The Jellyroll Kid was in a check game at the front table and when Suttree sat in one of the lopsided theatre seats the kid sidled to him and turned down his cupped hand for Suttree to read his pills. He had the one and the twelve. Suttree noted them with a poker face. You shoot up here with the big dogs do you? he said.

It’s just a dollar. The kid was watching the table. He’d broken the rack and the twelveball was hung in the corner pocket. Flop set his cue crutch up on the felt and laid the cue in it and stroked and sighted, sawing the cue smoothly, holding the crutch under his stump. He shot the eight in the side pocket and the cueball kissed its way along the balls on the rail and tore out the oneball and nudged a ball up against the twelve. The twelve dropped into the pocket.

Check, called Jellyroll, taking the pill from his pocket and wedging it under the rail at the head of the table. Flop looked up at him and chalked his cue and laid by the crutch and set the cue on the rail and began to stroke back and forth and sight. Jellyroll looked off down the hall. Jerome Jernigan turned his eyes up in disgust. Flop stroked the oneball into the corner.

Double, said Jellyroll, throwing his pill on the table.

Shit, said Jerome.

Rack, said Jelly.

The Jellyroll Kid, said Jake, shucking the balls up out of the pockets and rounding them up with the rack.

Jelly threw a quarter on the table and collected his dollars from the other players and funneled the pills back into the leather bottle and shook it and handed it to Suttree. Suttree tipped it and let two pills fall into his palm and passed the bottle to Flop.

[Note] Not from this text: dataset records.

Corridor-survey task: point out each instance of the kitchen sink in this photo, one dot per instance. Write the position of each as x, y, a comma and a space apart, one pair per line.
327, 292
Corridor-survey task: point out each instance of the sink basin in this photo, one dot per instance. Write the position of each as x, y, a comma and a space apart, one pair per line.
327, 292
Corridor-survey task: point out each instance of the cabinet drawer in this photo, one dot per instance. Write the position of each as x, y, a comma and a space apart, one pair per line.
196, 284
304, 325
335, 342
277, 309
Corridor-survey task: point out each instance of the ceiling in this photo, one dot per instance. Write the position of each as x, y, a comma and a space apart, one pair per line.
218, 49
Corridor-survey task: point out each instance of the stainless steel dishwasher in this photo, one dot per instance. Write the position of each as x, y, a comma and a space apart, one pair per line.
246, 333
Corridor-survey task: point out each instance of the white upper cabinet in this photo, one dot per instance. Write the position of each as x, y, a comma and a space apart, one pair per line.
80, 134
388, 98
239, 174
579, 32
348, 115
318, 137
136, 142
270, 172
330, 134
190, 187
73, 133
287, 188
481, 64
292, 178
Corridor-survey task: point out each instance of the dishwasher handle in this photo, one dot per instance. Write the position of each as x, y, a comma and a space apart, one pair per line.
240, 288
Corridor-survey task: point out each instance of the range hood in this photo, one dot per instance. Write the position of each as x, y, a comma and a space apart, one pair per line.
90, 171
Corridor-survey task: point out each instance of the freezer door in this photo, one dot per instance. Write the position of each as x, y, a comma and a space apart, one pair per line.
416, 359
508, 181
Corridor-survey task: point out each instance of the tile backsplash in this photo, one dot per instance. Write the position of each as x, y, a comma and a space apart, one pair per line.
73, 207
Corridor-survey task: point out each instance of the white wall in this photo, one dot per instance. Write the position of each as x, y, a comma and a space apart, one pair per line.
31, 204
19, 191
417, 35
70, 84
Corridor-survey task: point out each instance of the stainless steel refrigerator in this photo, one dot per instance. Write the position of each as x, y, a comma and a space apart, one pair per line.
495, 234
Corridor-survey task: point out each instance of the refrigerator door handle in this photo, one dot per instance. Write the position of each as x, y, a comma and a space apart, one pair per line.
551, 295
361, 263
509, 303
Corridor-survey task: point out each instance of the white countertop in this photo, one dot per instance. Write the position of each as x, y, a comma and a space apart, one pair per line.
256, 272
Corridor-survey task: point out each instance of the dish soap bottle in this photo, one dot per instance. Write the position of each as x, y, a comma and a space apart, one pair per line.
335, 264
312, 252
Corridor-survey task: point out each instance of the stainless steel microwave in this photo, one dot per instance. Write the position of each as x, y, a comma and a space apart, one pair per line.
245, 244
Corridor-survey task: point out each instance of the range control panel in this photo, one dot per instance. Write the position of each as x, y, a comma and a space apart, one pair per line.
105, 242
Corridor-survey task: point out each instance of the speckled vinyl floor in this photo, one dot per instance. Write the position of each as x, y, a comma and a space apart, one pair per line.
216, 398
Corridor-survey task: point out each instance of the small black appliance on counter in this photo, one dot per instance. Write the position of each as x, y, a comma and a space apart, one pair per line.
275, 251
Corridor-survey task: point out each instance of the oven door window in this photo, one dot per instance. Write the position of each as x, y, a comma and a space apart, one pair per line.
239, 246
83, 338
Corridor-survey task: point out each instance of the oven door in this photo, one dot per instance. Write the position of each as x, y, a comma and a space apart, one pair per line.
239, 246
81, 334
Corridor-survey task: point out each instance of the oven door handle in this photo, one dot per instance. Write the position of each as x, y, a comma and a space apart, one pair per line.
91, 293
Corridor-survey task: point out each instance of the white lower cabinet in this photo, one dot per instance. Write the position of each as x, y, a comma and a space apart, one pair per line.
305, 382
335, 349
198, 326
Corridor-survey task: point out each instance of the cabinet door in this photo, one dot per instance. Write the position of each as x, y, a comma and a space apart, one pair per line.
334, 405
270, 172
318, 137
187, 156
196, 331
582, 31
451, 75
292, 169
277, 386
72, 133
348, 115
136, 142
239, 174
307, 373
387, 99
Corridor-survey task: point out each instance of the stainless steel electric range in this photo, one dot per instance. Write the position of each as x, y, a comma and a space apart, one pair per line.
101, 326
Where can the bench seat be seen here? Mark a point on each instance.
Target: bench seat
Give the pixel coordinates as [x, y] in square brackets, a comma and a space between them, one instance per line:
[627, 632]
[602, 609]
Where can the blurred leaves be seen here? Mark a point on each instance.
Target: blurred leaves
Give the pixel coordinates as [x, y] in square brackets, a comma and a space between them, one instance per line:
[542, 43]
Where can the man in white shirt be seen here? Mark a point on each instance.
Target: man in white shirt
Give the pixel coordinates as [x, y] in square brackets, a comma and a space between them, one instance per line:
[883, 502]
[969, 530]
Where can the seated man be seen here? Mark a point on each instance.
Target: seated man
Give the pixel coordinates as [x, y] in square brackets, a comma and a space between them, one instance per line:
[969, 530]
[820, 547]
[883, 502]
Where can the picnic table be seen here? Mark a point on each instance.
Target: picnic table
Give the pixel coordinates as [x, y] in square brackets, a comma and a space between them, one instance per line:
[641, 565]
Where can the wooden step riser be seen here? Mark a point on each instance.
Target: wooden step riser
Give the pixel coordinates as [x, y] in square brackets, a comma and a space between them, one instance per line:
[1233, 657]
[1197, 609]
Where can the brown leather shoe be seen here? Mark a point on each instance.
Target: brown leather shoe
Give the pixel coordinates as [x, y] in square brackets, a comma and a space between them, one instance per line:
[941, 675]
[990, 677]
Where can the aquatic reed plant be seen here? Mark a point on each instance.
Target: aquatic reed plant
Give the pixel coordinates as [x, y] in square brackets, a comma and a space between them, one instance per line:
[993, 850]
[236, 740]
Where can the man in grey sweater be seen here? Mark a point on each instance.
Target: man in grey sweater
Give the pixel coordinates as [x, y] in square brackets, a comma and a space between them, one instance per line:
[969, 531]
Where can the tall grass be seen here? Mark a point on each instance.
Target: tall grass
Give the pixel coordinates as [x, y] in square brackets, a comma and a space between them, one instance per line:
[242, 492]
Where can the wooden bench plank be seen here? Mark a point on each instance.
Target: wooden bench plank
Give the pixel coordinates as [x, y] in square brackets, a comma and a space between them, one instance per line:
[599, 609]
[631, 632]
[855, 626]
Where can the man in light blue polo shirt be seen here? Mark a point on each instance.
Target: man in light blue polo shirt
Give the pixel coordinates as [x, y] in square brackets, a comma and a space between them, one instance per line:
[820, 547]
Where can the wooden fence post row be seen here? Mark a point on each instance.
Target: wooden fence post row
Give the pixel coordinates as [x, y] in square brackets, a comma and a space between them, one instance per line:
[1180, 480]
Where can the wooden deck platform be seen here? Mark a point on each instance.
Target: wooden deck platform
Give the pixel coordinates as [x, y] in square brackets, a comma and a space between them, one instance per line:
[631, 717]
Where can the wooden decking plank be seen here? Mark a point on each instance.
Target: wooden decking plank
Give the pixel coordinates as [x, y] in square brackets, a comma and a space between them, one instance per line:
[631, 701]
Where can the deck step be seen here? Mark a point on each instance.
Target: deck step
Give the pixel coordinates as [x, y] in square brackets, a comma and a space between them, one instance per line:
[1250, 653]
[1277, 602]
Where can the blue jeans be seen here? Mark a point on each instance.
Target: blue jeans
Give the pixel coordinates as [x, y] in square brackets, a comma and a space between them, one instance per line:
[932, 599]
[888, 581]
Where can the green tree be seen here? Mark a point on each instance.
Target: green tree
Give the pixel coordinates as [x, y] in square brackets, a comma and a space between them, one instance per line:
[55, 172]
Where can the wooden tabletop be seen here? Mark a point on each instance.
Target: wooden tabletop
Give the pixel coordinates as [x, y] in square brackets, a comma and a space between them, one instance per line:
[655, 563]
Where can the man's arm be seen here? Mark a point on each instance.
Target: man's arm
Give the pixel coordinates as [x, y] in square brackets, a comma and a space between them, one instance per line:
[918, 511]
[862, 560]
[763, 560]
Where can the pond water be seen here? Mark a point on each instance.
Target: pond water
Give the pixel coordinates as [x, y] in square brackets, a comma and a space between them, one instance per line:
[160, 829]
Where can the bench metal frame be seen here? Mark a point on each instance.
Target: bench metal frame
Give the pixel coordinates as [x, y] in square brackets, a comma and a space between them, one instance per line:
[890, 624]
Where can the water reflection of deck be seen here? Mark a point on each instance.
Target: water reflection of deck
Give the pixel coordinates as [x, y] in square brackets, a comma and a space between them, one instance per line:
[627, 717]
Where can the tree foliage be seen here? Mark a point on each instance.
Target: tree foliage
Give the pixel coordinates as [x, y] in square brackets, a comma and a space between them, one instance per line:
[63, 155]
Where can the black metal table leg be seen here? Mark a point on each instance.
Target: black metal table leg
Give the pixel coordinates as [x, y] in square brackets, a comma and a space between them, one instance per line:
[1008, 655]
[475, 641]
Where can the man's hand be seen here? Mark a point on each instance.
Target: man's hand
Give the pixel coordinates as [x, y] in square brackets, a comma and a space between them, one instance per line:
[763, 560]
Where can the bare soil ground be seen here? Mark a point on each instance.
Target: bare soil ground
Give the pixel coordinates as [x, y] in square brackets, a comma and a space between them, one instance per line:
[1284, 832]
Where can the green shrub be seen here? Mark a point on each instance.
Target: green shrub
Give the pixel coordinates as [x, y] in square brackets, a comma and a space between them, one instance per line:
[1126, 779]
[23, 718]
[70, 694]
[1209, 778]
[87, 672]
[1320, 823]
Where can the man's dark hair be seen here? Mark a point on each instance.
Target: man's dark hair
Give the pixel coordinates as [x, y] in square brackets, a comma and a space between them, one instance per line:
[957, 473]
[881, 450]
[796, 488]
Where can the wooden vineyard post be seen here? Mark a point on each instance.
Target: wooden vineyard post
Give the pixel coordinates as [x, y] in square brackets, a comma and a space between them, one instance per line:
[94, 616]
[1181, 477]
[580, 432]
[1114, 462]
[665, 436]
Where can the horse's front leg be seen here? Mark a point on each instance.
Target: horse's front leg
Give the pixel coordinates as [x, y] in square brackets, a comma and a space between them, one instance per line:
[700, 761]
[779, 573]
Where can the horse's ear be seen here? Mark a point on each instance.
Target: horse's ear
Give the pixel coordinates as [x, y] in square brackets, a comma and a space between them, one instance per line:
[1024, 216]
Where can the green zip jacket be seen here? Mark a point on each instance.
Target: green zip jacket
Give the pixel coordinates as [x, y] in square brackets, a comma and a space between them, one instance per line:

That’s the luckiest son of a bitch in the world, Flop said.

Jellyroll broke the balls on the table. Suttree turned up the pills and looked at them. He had the one and the fifteen.

Which way can I go, Sut?

Suttree looked at the table. The eightball was sewn up.

You can go any way you want.

I dont even want to know what I’ve got, said Jelly. He shot the fifteen into the corner and chalked his cue.